El
logos
es la proeza más bella de lo que hoy en día llamamos la
interculturalidad del Evangelio. El sentido cristológico del término
logos,
presente en el evangelio de Juan, tiene unos alcances cruciales y
demuestra cómo el cristianismo transformó a las culturas en las que
se introdujo. Los cristianos adaptaron sus culturas al Evangelio,
pero no renunciaron a ellas. Dejaron de acudir a los oráculos y a
las sinagogas, pero no se olvidaron de hablar con Dios. Comprendían
el mundo y lo divino con las categorías que les ofrecía su lenguaje
y usaron de las mismas para expresar su propia interpretación de lo
divino desde Jesucristo. El logos
es una clara apuesta por la propia cultura, entendiéndola como
protagonista del hecho salvífico. Encarnando el misterio divino en
el lenguaje, los símbolos y las costumbres.
Al
igual que el mundo mediterráneo, nuestra “América” antes de
1492 era una realidad tremendamente polifacética y conmovedoramente
diversa.
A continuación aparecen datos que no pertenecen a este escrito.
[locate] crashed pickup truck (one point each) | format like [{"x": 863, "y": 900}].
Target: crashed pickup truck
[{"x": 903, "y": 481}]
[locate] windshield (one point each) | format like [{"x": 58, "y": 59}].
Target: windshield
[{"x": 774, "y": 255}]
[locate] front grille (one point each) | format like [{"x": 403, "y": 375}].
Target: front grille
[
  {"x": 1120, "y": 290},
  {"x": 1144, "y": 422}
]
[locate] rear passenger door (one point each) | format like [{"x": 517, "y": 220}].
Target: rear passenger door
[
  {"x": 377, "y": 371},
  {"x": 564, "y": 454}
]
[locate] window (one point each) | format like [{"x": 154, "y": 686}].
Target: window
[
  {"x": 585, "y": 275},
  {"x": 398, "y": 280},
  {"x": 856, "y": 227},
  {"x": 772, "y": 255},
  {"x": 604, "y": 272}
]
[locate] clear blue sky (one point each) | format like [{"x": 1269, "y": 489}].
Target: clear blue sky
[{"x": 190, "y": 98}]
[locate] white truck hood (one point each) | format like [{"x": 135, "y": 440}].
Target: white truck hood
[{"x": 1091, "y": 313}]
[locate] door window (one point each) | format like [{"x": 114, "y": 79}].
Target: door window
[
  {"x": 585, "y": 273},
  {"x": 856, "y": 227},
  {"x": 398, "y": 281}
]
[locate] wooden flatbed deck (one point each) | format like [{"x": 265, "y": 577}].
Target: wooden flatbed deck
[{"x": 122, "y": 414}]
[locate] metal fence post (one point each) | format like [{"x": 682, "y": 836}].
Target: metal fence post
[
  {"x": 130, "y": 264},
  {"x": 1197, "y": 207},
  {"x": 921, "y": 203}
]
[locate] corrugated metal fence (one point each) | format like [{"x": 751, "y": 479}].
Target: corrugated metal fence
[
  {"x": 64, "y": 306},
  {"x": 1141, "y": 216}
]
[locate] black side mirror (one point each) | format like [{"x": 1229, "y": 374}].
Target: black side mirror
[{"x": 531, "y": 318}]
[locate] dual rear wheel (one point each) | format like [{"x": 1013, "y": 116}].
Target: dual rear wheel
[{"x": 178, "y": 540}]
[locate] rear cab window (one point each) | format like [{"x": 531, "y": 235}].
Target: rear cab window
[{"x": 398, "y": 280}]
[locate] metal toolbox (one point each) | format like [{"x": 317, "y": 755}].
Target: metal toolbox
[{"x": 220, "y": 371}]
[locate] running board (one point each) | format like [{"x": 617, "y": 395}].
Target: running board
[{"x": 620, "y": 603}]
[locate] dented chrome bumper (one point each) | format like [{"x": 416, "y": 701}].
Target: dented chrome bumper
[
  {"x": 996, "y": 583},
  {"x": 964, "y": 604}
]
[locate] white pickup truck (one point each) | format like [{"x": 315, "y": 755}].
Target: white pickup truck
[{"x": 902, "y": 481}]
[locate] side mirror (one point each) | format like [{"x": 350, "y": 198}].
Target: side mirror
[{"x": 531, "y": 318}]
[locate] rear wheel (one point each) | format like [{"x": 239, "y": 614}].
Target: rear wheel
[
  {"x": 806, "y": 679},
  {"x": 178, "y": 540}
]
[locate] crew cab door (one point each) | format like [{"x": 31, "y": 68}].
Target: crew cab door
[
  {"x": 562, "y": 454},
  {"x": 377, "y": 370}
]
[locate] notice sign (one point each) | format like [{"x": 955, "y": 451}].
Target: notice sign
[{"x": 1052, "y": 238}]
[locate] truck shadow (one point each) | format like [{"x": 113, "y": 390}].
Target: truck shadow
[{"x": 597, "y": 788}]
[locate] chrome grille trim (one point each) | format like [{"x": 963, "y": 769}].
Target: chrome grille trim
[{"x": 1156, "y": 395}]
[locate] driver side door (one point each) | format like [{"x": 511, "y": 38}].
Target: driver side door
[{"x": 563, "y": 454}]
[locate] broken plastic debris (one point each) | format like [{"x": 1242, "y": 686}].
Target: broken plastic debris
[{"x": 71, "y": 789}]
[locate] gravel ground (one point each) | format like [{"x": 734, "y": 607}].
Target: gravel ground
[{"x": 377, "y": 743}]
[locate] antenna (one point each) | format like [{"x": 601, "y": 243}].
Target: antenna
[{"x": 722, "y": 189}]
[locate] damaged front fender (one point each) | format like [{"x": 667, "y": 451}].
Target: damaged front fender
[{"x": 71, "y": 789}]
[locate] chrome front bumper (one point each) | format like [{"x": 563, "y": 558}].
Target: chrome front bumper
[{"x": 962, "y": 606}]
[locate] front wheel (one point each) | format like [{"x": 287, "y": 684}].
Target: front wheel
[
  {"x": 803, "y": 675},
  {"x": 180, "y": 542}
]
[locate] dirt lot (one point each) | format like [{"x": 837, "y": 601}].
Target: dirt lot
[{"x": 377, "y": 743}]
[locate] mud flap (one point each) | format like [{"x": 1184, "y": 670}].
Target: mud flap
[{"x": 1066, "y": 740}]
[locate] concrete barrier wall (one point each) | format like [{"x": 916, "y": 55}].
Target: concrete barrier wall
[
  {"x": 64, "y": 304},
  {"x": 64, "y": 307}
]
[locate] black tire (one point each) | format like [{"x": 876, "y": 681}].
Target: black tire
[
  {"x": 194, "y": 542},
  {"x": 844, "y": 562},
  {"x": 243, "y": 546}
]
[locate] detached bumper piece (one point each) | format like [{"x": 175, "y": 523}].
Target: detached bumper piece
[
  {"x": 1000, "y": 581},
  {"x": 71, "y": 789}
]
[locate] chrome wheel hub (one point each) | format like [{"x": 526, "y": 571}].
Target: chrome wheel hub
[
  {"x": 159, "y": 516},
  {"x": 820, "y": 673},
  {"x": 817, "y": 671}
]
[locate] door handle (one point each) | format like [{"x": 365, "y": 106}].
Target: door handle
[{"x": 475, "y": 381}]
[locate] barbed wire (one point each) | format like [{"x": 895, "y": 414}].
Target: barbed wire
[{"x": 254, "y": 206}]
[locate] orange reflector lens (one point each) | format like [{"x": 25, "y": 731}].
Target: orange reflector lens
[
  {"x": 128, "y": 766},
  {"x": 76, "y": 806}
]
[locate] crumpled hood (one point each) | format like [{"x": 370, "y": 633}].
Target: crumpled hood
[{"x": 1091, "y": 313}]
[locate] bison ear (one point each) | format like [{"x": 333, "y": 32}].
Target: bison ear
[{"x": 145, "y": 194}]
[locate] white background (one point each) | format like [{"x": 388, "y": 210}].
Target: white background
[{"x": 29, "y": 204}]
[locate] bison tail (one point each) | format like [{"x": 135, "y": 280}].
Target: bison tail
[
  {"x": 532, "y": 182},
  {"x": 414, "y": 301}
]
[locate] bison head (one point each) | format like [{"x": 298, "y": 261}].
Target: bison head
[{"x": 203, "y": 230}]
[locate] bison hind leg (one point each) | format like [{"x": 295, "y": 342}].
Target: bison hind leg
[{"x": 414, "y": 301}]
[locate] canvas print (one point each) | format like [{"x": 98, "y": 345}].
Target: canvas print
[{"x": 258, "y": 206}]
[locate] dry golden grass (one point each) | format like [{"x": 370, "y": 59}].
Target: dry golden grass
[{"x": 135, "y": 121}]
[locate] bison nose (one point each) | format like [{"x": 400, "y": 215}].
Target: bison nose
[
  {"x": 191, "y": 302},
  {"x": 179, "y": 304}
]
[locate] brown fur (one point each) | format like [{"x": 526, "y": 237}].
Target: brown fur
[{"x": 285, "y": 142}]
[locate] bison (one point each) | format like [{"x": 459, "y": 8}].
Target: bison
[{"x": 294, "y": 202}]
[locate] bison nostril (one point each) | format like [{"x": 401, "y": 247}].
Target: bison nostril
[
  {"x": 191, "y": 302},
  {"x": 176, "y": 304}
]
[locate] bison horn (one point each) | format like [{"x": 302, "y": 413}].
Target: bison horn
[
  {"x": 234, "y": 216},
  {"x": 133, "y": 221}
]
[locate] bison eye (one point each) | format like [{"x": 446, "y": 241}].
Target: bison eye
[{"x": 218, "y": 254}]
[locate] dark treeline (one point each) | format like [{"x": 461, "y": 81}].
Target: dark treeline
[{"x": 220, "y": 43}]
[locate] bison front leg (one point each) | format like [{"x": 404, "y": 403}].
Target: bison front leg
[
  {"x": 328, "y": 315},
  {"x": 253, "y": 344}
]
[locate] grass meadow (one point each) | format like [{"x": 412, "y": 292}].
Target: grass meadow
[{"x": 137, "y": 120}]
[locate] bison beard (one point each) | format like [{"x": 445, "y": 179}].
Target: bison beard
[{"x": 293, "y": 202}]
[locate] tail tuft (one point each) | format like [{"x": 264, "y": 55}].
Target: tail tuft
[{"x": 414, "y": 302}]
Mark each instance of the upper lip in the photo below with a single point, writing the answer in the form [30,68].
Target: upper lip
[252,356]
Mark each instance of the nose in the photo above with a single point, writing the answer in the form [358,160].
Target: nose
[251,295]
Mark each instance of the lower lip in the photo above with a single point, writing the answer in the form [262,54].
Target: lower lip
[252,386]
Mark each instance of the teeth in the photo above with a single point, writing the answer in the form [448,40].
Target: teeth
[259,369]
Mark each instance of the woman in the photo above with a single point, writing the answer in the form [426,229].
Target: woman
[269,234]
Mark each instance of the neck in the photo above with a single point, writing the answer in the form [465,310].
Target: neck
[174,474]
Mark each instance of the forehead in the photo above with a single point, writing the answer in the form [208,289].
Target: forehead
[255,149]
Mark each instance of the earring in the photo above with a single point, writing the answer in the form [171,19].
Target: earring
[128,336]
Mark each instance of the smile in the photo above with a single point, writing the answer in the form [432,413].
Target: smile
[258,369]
Cada pueblo recuerda a sus padres y madres más primeros con
nombre propio, y conoce la propia historia a través de una memoria
soportada en la palabra y transmitida por la oralidad. Bajo el
liderazgo de fundadores míticos aprendieron a decir con las vocales
y consonantes de su lengua el nombre de Dios. Ésta es la historia de
nuestra “salvación”. La Alianza con Dios fue siempre una sola y
está radicada en nuestra experiencia de lo divino a lo largo del
devenir histórico de nuestros pueblos. Todo esto dotará a nuestro
cristianismo de elementos singulares. Al igual que las comunidades
cristianas primitivas, emprenderíamos un largo trabajo de
interrogación, interpretación y comprensión.
Ahora
bien, la
estructura
eclesial
que
se instauró
en
América
en
el
siglo
XVI
nos impuso unas
formas
institucionales destinadas a sostener el modelo de Iglesia de la
cristiandad. Es decir, es una iglesia pensada como una empresa de
colonización y sometimiento. Inclusive hoy, a pesar
de
todos
los
cambios
impulsados
por
el
Concilio
Vaticano
II,
muchos de esos rasgos continúan presentes.
No
obstante,
en todo ese tiempo hasta nuestros días, dentro
de
América
se
han
ido
gestado
procesos
que
le
han
dado
una
dinámica
diferente a nuestras
iglesias
y a nuestro cristianismo.
En el pasado fueron memorables las misiones indígenas en mundo
andino y las Reducciones de Chiquitos y Moxos. En nuestro tiempo son
inolvidables las Comunidades Eclesiales de Base y el impulso que se
dio a las iglesias autóctonas.
En
el ámbito teológico, por siglos se repitieron discursos y modelos
como trasladando una plantilla inmutable sobre una superficie
transparente y muda. Sin embargo, sobrevendría
el
nacimiento
de
la
Teología
de
Liberación.
Ese
momento
histórico,
que
sucede
a
la
par
de un momento político, social y económico conflictivo en el
continente, marcará
una
etapa de
autodeterminación
y
de
madurez
de
nuestras
iglesias
locales.
La
solidaridad
con
el
pobre
y
la comprensión del
cristianismo
como
una
apuesta
por
los
violentados
y
excluidos
de la historia marcaría
el
cariz
profético
de
nuestra
teología y de nuestra praxis evangélica. De ese modo la iglesia
latinoamericana se comprometería por lo que se ha llamado la “Nueva
Evangelización”. Cumplido un año más de la desgraciada invasión
europea, recordamos también los argumentos de nuestra resurrección.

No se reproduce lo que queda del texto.